The source code for paper Mortality Prediction with Adaptive Feature Importance Recalibration for Peritoneal Dialysis Patients: a deep-learning-based study on a real-world longitudinal follow-up dataset

In this work, our objective is to develop a deep learning model for a real-time, individualized, and interpretable mortality prediction model, AICare, for patients with Peritoneal Dialysis (PD). This study has collected 13,091 clinical follow-up visits and demographic data of 656 PD patients from Peking University Third Hospital, covering more than 12 years. There are about 20 visits recorded for each patient, with an average visit interval of 2.7 months and an average follow-up time of 4 years. To summarize:

  1. Experiment results show that AICare achieves 81.6% AUROC (area under the receiver operating characteristic curve) on the mortality prediction task, which outperforms the state-of-the-art comparative deep learning models while simultaneously providing qualitative interpretability.
  2. This study first provides a comprehensive elucidation of the relationship between the causes of mortality in patients with PD and clinical features based on an end-to-end deep learning model.
  3. This study first reveals the pattern of variation in the importance of each feature in the mortality prediction and provides recommended reference value for most PD patients based on built-in interpretability, without any injection of human physicians' knowledge.
  4. To further foster personalized clinical service, we develop a practical AI-Doctor interaction system to visualize the trajectory of patients' health status and risk indicators.
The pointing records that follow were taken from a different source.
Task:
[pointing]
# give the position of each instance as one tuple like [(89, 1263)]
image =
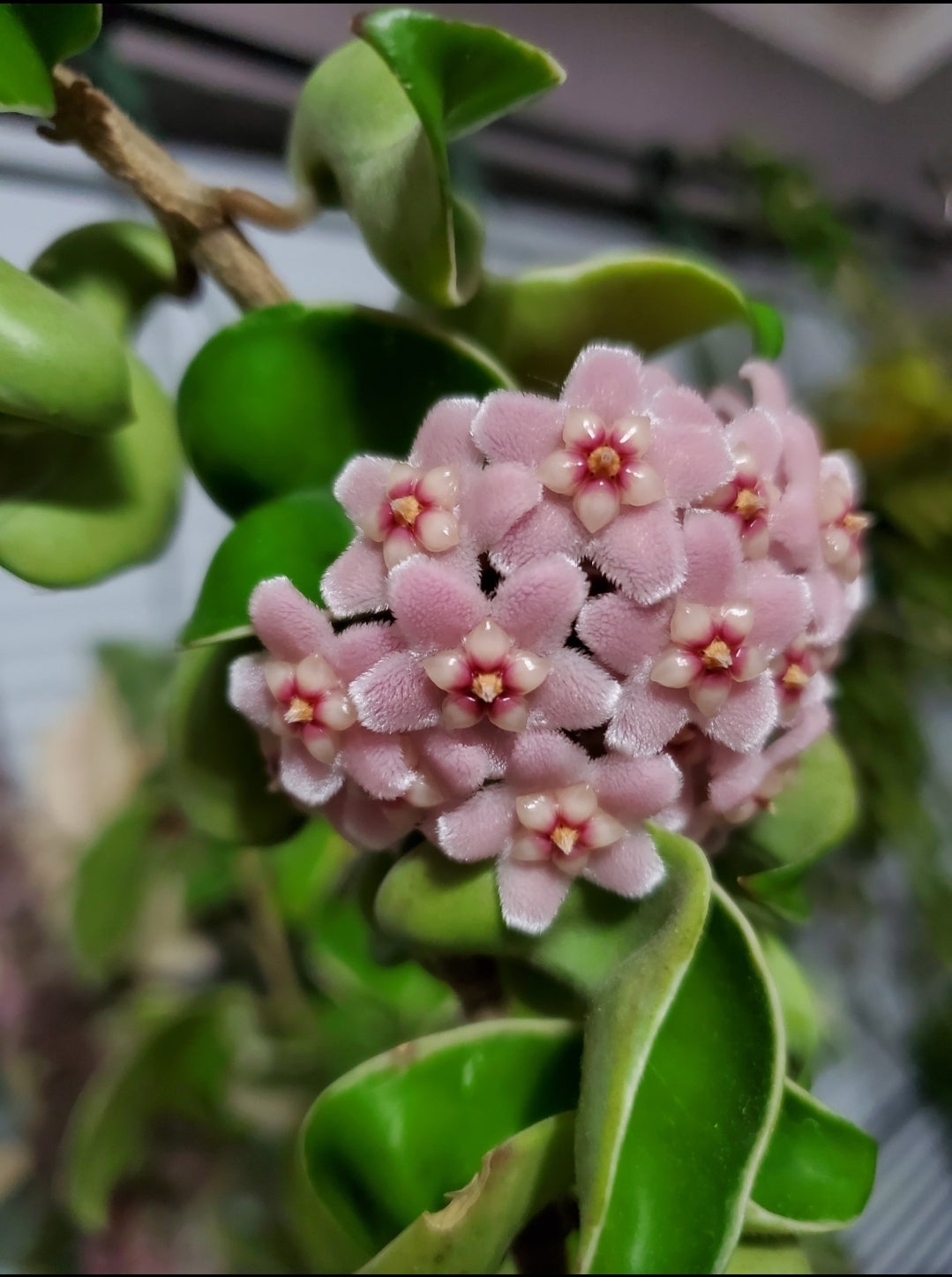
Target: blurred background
[(804, 148)]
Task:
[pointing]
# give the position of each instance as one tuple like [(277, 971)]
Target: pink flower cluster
[(560, 619)]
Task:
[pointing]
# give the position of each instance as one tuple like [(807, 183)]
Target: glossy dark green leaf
[(59, 367), (536, 323), (813, 814), (34, 37), (817, 1174), (349, 965), (281, 400), (110, 886), (110, 270), (371, 126), (799, 1004), (475, 1230), (77, 508), (389, 1140), (217, 768), (168, 1057), (768, 1257), (678, 1103), (297, 537)]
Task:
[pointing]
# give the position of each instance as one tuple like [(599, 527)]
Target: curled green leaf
[(296, 537), (817, 1174), (371, 126), (110, 270), (59, 367), (537, 322), (281, 400), (375, 1142), (34, 37)]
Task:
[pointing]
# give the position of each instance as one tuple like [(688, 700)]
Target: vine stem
[(198, 219)]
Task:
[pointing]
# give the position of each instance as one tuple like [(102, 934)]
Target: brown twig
[(197, 219)]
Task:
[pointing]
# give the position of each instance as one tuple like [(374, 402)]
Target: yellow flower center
[(565, 838), (299, 710), (406, 510), (486, 686), (603, 462), (716, 656)]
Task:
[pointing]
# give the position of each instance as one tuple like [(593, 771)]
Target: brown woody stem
[(197, 219)]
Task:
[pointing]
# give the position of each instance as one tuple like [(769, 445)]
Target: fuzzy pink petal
[(546, 760), (831, 611), (758, 436), (622, 634), (362, 485), (576, 695), (688, 446), (629, 868), (794, 523), (609, 380), (359, 648), (633, 789), (396, 695), (445, 437), (781, 605), (514, 427), (495, 499), (479, 828), (715, 559), (304, 777), (377, 762), (766, 383), (735, 777), (356, 582), (529, 896), (290, 626), (551, 528), (248, 691), (748, 716), (642, 552), (648, 717), (458, 762), (434, 603), (368, 823), (537, 603)]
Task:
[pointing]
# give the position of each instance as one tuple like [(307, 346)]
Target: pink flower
[(560, 815), (703, 657), (440, 502), (581, 605), (468, 656), (620, 452)]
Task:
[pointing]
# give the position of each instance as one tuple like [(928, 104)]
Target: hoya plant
[(500, 723)]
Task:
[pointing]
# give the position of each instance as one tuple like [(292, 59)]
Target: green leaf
[(371, 126), (281, 400), (110, 270), (429, 900), (817, 1174), (813, 814), (110, 888), (216, 765), (386, 1142), (536, 323), (297, 537), (798, 1004), (74, 510), (474, 1233), (768, 1257), (171, 1057), (59, 367), (680, 1093), (34, 37)]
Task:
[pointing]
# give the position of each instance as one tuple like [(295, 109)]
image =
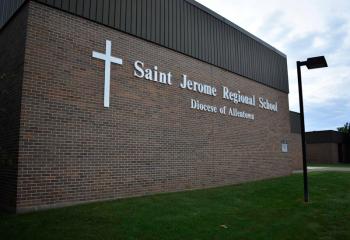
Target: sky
[(303, 29)]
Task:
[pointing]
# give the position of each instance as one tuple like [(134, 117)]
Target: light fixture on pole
[(310, 63)]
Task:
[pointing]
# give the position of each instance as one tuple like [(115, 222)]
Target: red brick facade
[(72, 149), (12, 39)]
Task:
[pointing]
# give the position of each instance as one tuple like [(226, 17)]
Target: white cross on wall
[(108, 60)]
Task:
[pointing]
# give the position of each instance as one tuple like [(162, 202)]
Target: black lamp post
[(310, 63)]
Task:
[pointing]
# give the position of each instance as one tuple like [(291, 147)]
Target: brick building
[(327, 147), (117, 98)]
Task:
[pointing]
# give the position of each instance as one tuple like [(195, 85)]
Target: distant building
[(327, 147)]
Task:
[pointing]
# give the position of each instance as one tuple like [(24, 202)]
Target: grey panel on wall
[(7, 9), (295, 122), (184, 26)]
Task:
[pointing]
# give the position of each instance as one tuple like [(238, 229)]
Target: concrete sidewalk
[(325, 169)]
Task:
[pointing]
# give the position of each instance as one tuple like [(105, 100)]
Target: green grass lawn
[(270, 209)]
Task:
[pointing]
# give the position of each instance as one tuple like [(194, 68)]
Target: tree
[(345, 129)]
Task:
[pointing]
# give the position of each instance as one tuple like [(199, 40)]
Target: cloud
[(303, 29)]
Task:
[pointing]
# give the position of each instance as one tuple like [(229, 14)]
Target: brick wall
[(295, 149), (72, 149), (12, 40), (322, 153)]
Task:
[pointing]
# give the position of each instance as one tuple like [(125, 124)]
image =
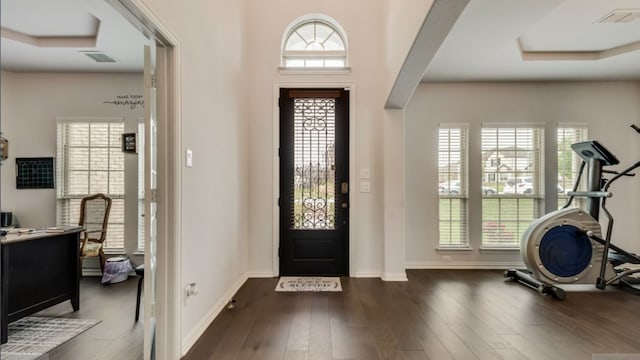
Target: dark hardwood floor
[(437, 314), (117, 336)]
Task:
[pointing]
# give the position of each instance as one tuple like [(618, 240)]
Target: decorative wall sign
[(34, 173), (132, 101), (129, 142)]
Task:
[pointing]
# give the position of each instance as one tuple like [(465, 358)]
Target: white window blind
[(89, 161), (452, 186), (140, 146), (512, 163), (569, 163)]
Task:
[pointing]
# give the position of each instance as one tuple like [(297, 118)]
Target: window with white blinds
[(452, 186), (569, 163), (140, 146), (90, 160), (512, 163)]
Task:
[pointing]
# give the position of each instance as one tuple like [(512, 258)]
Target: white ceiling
[(54, 35), (561, 39), (483, 45)]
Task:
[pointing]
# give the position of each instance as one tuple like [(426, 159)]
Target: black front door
[(314, 182)]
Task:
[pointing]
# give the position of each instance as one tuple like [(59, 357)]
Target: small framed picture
[(129, 142)]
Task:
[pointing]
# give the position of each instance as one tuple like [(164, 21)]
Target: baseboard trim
[(367, 274), (465, 265), (260, 274), (193, 336), (395, 277)]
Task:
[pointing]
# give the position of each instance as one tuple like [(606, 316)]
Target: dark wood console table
[(39, 270)]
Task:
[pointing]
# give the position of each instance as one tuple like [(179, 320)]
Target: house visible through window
[(512, 166), (314, 43), (90, 160), (452, 186)]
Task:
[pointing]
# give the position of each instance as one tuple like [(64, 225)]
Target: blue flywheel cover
[(565, 251)]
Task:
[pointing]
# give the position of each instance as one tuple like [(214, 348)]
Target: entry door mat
[(308, 283), (32, 337)]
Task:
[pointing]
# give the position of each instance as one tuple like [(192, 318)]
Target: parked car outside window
[(518, 186), (522, 186), (453, 188)]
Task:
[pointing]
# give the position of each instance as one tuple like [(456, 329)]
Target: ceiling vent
[(100, 57), (620, 16)]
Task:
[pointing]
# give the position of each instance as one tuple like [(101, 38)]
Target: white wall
[(213, 99), (608, 108), (30, 104), (367, 62)]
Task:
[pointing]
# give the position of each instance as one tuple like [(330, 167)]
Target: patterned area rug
[(308, 283), (32, 337)]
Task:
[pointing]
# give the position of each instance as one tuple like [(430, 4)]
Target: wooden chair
[(94, 217)]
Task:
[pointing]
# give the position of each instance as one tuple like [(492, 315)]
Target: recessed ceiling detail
[(99, 57), (619, 16), (50, 41), (529, 55)]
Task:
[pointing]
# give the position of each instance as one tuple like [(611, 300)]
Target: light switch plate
[(189, 158), (365, 186)]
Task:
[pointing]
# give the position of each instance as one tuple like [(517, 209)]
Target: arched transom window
[(314, 44)]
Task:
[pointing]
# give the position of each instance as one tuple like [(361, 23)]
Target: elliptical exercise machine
[(566, 245)]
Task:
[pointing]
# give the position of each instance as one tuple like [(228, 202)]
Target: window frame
[(319, 55), (65, 199), (501, 228), (580, 133), (462, 196)]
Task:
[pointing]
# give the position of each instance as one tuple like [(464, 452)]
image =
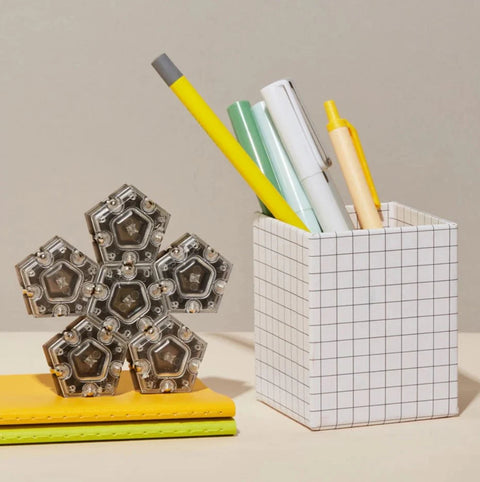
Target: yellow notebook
[(32, 412)]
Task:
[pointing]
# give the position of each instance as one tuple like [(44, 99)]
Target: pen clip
[(326, 161), (363, 163)]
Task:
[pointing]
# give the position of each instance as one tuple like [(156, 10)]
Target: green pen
[(287, 178), (247, 134)]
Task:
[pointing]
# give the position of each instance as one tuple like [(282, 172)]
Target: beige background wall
[(82, 112)]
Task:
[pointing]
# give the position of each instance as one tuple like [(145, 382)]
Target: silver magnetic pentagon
[(127, 221), (199, 272), (53, 278), (77, 364), (168, 362)]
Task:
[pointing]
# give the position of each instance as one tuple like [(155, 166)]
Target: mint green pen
[(290, 186), (247, 134)]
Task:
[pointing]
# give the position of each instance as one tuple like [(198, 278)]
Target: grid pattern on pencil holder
[(359, 327)]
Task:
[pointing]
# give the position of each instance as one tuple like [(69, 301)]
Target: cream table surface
[(269, 446)]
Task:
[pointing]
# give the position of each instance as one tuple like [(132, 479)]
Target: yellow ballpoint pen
[(225, 141), (351, 158)]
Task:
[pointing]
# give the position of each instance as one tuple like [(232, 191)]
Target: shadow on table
[(468, 389), (238, 340), (227, 386)]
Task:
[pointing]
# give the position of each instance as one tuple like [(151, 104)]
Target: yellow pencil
[(222, 137)]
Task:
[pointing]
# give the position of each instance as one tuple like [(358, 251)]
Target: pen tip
[(167, 70)]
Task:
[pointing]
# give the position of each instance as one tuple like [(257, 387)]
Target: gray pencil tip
[(167, 70)]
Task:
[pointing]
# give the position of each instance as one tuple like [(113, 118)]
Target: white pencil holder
[(359, 327)]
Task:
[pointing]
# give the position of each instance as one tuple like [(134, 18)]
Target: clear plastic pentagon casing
[(54, 279), (86, 360), (126, 302), (127, 221), (192, 275), (166, 357)]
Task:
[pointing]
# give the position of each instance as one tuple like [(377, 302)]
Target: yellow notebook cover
[(32, 399)]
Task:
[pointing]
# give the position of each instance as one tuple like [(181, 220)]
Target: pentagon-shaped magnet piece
[(86, 359), (57, 279), (127, 221), (166, 357), (192, 275)]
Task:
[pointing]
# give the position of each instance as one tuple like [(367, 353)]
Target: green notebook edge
[(36, 434)]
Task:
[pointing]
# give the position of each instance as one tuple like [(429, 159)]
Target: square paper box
[(358, 327)]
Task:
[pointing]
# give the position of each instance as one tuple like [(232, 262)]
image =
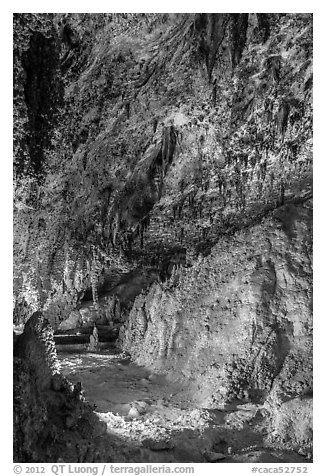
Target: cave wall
[(158, 142), (184, 143)]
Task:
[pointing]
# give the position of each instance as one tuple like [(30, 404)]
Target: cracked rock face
[(238, 325), (163, 183)]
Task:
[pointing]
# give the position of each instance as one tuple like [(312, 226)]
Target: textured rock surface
[(172, 151), (238, 325)]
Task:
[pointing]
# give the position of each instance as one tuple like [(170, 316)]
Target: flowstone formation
[(163, 192)]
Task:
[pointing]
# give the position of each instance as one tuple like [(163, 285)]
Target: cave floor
[(153, 414)]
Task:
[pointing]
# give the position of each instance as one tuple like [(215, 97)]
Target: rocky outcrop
[(172, 151), (149, 163), (52, 420), (238, 325)]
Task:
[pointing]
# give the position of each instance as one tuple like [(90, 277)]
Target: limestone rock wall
[(239, 322)]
Some online resources and the research overview figure are listed below:

  1. We have made an abstract presentation video to introduce our work https://youtu.be/BZybN7U_nMs.
  2. Our developed health trajectory visualization system with anonymous case studies is publicly available at http://47.93.42.104/A8.
  3. Visualization of the importance of the features is available at http://47.93.42.104/statistics/feature.
  4. Users can upload the data online to get the prediction results immediately http://47.93.42.104/predict or download the code to train the model based on their dataset offline https://github.com/Accountable-Machine-Intelligence/AICare.

Overview

Mortality Prediction Research Overview for peritoneal dialysis (PD) Patients.

overview.png

Implications

Average Feature Importance Heatmap for Diverse Mortality Causes Generated by AICare.

cod

The darker the color, the greater the importance.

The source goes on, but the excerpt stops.